# Trailgator



## lozcs (4 Mar 2013)

So, I've bought a trailgator on ebay - nice route to where it is - anyone who has one think it'l be OK to pick up on my bike and ride 25 miles home with it? Or should I just take the car?


----------



## lozcs (6 Mar 2013)

anyone?


----------



## fossyant (6 Mar 2013)

If it still has the clamp that let's you store it against the rear seat stays, then yes.


----------



## Crackle (6 Mar 2013)

Is it just the gator or is it attached to a bike! Either way, ride home.


----------



## lozcs (6 Mar 2013)

fossyant said:


> If it still has the clamp that let's you store it against the rear seat stays, then yes.


 
I didn't realise could be clamped in place - perfect....



Crackle said:


> Is it just the gator or is it attached to a bike! Either way, ride home.


 
Just my bike - didn't realise it would clamp in place attached - will ride to collect...


----------



## Crackle (6 Mar 2013)

Like this








If you have a rack on, you can't use the bottom stay fitting but you can just lash it to the rack.

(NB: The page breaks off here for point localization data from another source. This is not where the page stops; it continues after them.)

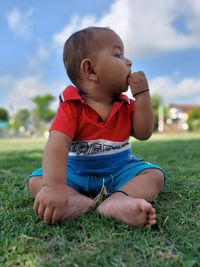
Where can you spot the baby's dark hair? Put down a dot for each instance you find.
(80, 45)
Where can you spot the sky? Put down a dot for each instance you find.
(162, 38)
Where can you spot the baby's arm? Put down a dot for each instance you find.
(143, 113)
(52, 198)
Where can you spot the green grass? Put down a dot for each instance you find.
(94, 241)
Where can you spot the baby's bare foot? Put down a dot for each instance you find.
(133, 211)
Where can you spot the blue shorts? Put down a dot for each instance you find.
(91, 185)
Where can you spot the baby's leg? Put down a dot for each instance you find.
(135, 209)
(77, 203)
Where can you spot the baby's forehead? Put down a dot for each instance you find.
(105, 37)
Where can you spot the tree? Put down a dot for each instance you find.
(43, 113)
(21, 119)
(194, 119)
(4, 116)
(157, 102)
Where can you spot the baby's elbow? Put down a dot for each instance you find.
(143, 136)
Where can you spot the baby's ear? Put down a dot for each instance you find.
(87, 69)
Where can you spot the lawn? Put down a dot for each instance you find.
(94, 241)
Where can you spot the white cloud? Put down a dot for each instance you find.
(19, 92)
(146, 27)
(186, 90)
(40, 56)
(20, 22)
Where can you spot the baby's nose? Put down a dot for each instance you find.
(128, 62)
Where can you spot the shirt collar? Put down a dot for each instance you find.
(71, 93)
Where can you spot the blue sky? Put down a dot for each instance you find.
(162, 38)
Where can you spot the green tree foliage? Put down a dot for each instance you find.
(43, 113)
(194, 119)
(157, 101)
(4, 116)
(21, 118)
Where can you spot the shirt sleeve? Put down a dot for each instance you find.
(66, 118)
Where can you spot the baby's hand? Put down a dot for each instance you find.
(50, 203)
(137, 82)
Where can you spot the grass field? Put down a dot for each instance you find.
(93, 241)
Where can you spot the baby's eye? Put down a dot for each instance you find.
(118, 55)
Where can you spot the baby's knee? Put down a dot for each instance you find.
(105, 208)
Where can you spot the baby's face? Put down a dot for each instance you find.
(111, 65)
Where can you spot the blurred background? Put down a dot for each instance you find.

Make sure you take some spanners 10mm and either side, can't recall the exact size but it's around there.


----------



## fossyant (6 Mar 2013)

Also tape and cable ties, just in case !


----------



## fossyant (6 Mar 2013)

I'd love to see the seller's faces when you tell them it's a 50 mile round trip ! On the BIKE !


----------



## lozcs (6 Mar 2013)

Crackle said:


> Like this
> 
> 
> 
> ...


 
Thanks,that picture helps - I'll probably put a rack on and secure the back to the rack straight out...


----------